If the issue is that a write to a cache line “is not seen” by the scheduler, then the system must be in a multi-core mode, as a single core can’t “not see” the change in the cache line. That, or the problem is the AI you are asking doesn’t understand what is actually happening (as is normal for them) and is just answering about the more general most likely cause of something like this without knowing the details.

@richard-damon, Looking at the port files they shared, they are not using SMP. Given that, the only possibility I can think of is that the cache is being disabled for a memory region without first flushing it, causing cached values to be lost. I have encountered this before once when MPU settings for a memory region were marking it as non-cacheable, which resulted in values in that region being lost when the task was switched in.

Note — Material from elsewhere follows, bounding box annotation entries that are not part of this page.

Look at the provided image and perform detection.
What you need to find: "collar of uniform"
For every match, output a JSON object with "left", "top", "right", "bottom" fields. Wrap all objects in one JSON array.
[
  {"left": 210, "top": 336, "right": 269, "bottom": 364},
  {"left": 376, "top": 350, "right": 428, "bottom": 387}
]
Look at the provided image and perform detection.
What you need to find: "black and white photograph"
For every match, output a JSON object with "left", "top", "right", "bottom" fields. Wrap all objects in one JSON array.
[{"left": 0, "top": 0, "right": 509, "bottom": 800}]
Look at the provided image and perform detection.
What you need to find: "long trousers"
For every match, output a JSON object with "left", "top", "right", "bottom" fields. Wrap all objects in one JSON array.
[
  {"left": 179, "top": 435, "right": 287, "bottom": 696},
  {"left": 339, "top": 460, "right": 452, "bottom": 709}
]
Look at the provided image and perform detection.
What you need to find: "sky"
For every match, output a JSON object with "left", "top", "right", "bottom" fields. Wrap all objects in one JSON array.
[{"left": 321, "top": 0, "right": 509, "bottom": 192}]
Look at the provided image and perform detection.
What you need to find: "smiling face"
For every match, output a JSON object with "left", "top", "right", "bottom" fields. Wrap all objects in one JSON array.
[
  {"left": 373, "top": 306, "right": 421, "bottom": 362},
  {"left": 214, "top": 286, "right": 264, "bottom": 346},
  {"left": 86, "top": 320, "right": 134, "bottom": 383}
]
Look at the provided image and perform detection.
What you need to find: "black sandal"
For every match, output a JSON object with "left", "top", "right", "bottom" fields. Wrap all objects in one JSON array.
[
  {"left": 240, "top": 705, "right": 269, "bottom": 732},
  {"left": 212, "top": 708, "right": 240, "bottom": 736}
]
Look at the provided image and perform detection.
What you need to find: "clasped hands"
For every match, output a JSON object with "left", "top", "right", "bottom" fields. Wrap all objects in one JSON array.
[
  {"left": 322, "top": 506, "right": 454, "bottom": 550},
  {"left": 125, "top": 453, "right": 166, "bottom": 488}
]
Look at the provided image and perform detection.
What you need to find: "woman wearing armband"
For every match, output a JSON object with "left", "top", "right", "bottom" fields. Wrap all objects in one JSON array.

Indeed. As mentioned before we are not using SMP.
We have the following memory setup:

/* RAM */
STACKS : origin = 0x08000000
length = 0x1800
KERNEL_DATA : origin = 0x08001800
length = 0xB000
RAM : origin = 0x0800C800
length = 0x71800
SHARED_RAM : origin = 0x0807E000
length = 0x2000

in vPortStoreTaskMPUSettings() we set the Stacks and KERNEL_DATA to normal outer and inner write-back, write allocate and non shared and privileged. The rest is just normal outer and inner write-back, write allocate and non shared.
The last region is set to normal outer and inner non-cachable and shared

These region configurations do not seem correct. MPU regions are must strictly adhere to power-of-two sizes and be aligned to their region size.